Thomas fragt im Rahmen des ius ad bellum, ob Krieg immer Sünde sei. Unter drei Bedingungen sei diese Frage zu verneinen: Eine Autorisierung durch den bevollmächtigten Fürsten (auctoritas principis), ein gerechter Grund (causa iusta) und eine rechte Absicht (recta intentio) müssten gleichzeitig vorliegen, um von einem gerechten Krieg sprechen zu können (Summa Theologica, II-II, 40, 1). Dabei verlagert sich der Schwerpunkt von der causa iusta, die bei Augustinus noch im Vordergrund stand, schon allmählich zum auctoritas principis. Später, in der frühen Neuzeit mit ihrem absolutistischen Staatsbegriff, fallen diesen beiden Aspekte zusammen: Ein Fürst, der zum Krieg qua Fürstenamt autorisiert ist, führt stets gerechte Kriege; „bellum iustum ex utraque parte“ (Hugo Grotius: De iure belli ac pacis, 2, 23, XIII).

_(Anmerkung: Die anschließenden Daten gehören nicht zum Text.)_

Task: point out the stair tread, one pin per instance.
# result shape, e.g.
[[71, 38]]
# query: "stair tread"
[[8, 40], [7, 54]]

Für die Kriegsführung, das ius in bello, gelten bei Thomas ähnliche Grundsätze wie bei Aristoteles. Die recta intentio zeigt sich in der Wahl der Mittel und auch die Art und Weise eines Krieges geht in dessen sittliche Beurteilung ein, sogar derart, dass ein Krieg, bei dessen Beginn alle drei Voraussetzungen vorlagen, durch den Umstand, dass im Kriegsverlauf unangemessene Mittel zum Einsatz kommen, im nachhinein als ein ungerechter zu ächten ist. Nicht nur der Zweck muss gerecht sein, sondern auch die Mittel. Zu den drei Bedingungen tritt also die des debitus modus, des geringsten Mittels, faktisch hinzu; das moraltheologische Prinzip soldatischen Verhaltens wird so zu einem Grundsatz der Kriegsführung. Thomas nimmt Bezug auf das Lukas-Evangelium, in dem es heißt: „Auch die Soldaten fragten ihn: Was sollen denn wir tun? Und er sagte zu ihnen: Mißhandelt niemand, erpreßt niemand, begnügt euch mit eurem Sold!“ (Lk 3, 14).

Dieser Unterscheidung von ius ad bellum und ius in bello folgt die Diskussion über die Möglichkeit eines „gerechten Krieges“ – bis heute. Heute spricht man zudem über das ius post bellum, das heißt über die Frage der Gerechtigkeit für die Opfer und des Wiederaufbaus der Gesellschaft, nach Prinzipien, die eine Wiederholung der interventionsauslösenden Situation verhindern oder zumindest die Wahrscheinlichkeit ihres Auftretens in der Zukunft senken. Doch das ist ein anderes Thema.